La llamada se corta antes de que pueda responder, dejando el apartamento en un silencio que ahora se siente ensordecedor. Me quedo ahí, con el teléfono todavía pegado al oído, el pulso martillándome en las sienes. Por un momento, casi puedo sentirlo aquí, en esta habitación, como si su presencia estuviera impregnada en el aire.

Lo odio. Lo odio tanto como odio la parte de mí que no puede evitar temblar... no solo de rabia, sino también de algo mucho más peligroso.

...

Finalmente es domingo. Día libre. Necesito descansar y relajarme. Por lo tanto, siempre tengo varias cosas puntuales para este día. Abro los ojos lentamente, y la luz tenue del amanecer se cuela por las cortinas. Me estiro un poco y me siento en la cama. Aún tengo la mente medio dormida, pero sé que cada minuto cuenta. Me pongo las zapatillas y voy directamente a la cocina.

Preparo una taza de café. En la tostadora, dos rebanadas de pan integral empiezan a dorarse mientras bato un par de huevos en un sartén caliente. Los acompaño con un poco de aguacate. Me siento en la mesa con mi plato y el café, abriendo el periódico que dejé ayer en la esquina. Me gusta combinar lo analógico con lo digital, pero esta mañana solo leo titulares rápidos; las noticias completas las veo después.

Termino mi desayuno, lavo los platos rápido y me cambio. Mi ropa deportiva está lista desde anoche; es una pequeña estrategia para que no haya margen para la pereza. En el gimnasio, empiezo con cardio: unos 20 minutos en la cinta para entrar en calor. Luego paso a las pesas. La fuerza física es tan importante como la mental en este trabajo. Mientras entreno, dejo que mi mente divague, repasando y buscando conexiones que tal vez se me hayan escapado.

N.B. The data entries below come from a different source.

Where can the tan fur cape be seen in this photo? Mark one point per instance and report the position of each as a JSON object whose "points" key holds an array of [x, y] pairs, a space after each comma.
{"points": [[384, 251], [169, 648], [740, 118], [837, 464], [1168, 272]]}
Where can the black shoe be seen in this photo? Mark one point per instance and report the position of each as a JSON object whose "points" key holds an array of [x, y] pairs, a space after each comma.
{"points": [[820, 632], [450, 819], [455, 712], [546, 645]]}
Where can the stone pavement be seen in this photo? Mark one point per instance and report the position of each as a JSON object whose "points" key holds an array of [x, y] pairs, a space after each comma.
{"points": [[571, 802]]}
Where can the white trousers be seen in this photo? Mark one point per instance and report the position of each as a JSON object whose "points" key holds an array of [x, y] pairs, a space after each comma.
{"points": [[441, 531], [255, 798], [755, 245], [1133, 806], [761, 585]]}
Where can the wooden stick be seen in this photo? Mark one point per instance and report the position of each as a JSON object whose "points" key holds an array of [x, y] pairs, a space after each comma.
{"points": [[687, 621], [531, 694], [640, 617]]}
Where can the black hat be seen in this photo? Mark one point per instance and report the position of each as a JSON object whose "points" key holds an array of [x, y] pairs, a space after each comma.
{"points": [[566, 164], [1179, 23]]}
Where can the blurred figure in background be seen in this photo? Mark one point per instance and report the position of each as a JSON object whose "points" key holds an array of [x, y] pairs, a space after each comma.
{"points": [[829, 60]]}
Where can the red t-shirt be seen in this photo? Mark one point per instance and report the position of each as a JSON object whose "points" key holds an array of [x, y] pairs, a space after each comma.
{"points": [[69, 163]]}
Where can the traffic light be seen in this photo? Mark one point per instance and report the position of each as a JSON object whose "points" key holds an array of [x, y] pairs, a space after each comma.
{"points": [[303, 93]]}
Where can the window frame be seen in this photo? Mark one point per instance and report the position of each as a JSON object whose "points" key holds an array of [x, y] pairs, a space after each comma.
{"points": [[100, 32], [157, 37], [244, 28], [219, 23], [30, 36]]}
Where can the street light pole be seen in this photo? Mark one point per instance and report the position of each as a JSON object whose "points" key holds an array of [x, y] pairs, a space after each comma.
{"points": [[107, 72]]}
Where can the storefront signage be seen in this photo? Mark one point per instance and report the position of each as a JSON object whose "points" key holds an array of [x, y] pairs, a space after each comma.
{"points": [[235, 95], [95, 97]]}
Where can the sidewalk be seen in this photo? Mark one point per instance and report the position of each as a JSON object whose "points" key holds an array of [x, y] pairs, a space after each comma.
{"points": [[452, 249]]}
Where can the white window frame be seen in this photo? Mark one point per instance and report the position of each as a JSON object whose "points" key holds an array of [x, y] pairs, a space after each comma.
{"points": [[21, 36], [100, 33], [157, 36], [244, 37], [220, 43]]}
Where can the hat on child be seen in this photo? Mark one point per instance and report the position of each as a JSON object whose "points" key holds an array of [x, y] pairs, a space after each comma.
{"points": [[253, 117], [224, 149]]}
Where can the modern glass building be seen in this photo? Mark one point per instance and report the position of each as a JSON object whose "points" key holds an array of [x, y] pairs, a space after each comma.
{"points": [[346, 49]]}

De regreso a casa, veo las noticias. Después de ducharme, vuelvo a la cocina, esta vez con el televisor encendido en el canal de noticias. Me siento en el sofá con un segundo café. Las noticias locales siempre son útiles; nunca sabes cuándo un informe aparentemente banal puede relacionarse con algo más grande. Toman nota mental de una historia sobre un robo reciente mientras dejo que el sonido del televisor llene el silencio del apartamento.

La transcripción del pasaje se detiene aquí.